欧州の財政危機に端を発した世界的な景気減速の先行きをどう見たらよいのか。危機管理の秘訣はあるのか。

 世界中の金融当局者、経営者、投資家の意見が錯綜する中で、2011年10月11日から3日間、ソウルで「世界知識フォーラム」という大規模な経済会議が開かれた。討論の内容も興味深かったが、何よりもその規模と参加者に驚かされた。

開催地は韓国なのに英語一色の国際会議

午前8時からのフォーラムでも、会場はほぼ満席状態になった(写真は演壇に立つゴードン・ブラウン元英首相)

 このフォーラムの主催者は韓国最大の経済紙「毎日経済新聞」。

 今年で12回目のフォーラムは、ソウルで最大の宴会場を持つシェラトン・グランド・ウォーカーヒルで開かれた。このホテルは日本人にはカジノがあるホテルとしても有名だ。

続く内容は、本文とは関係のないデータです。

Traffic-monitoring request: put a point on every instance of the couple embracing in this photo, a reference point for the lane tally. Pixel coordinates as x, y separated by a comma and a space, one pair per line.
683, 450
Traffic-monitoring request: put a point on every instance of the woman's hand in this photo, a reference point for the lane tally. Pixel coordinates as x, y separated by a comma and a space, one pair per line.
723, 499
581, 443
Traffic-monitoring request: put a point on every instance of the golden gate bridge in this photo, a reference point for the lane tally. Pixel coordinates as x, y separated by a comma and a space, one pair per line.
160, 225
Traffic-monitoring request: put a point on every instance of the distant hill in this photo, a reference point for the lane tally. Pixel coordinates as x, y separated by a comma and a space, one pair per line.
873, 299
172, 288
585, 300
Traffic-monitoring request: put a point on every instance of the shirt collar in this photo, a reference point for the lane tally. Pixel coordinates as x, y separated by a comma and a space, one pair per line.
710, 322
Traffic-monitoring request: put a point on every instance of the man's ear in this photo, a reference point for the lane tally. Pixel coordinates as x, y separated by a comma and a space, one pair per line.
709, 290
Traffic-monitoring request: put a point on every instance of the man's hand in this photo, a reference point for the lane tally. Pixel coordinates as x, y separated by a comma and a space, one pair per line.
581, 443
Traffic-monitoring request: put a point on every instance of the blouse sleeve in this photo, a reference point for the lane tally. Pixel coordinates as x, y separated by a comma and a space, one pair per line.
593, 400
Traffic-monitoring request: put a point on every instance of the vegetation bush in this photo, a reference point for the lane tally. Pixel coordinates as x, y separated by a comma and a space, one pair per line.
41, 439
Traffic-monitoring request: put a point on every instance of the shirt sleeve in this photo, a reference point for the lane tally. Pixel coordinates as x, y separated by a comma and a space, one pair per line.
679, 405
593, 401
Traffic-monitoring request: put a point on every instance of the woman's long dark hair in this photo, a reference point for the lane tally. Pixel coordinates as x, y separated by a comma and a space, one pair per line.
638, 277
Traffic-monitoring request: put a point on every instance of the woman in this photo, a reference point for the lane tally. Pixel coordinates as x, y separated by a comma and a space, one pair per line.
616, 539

 今年のテーマは「新しい経済危機」。世界中から経済学者や政治家、企業経営者を招いて、講演や議論が10月11日午前8時から始まった。

 このフォーラムでは驚くことばかりだった。まず、会議の基本言語は英語。講演も討論も、聴衆からの質問もすべて英語。聴取にはイヤホンを使った韓国語同時通訳があるが、会場内は英語一色だ。

 会議の規模も主催者が「アジア最大の経済フォーラム」と言うだけのことはある。3日間で71ものセッションの講演や討論会が開かれる。講演や討論をするスピーカーの数は200人以上に達する。

ブラウン前英首相、サマーズ元米財務長官、サンデル教授、ルービニ教授・・・

 そのメンバーも豪華だった。ざっと列挙すると、ゴードン・ブラウン前英首相、サラ・ペイリン前アラスカ州知事、「正義」に関する白熱講義で有名なマイケル・サンデル・ハーバード大教授、2010年にノーベル経済学賞を受賞したクリストファー・ピサリデス英ロンドン・スクール・オブ・エコノミクス(LSE)教授。

 ラリー・サマーズ元米財務長官(直前に個人的な事情が生じ米国から衛星生中継で参加)のほか、2008年の米国発経済危機を予言したことで知られるヌリエル・ルービニ・ニューヨーク大教授、中国系で猛烈スパルタ教育についての著書『タイガー・マザー』が米国でベストセラーになったことで有名なエイミー・チュア・エール大教授、ストローブ・タルボット米ブルッキングス研究所所長など。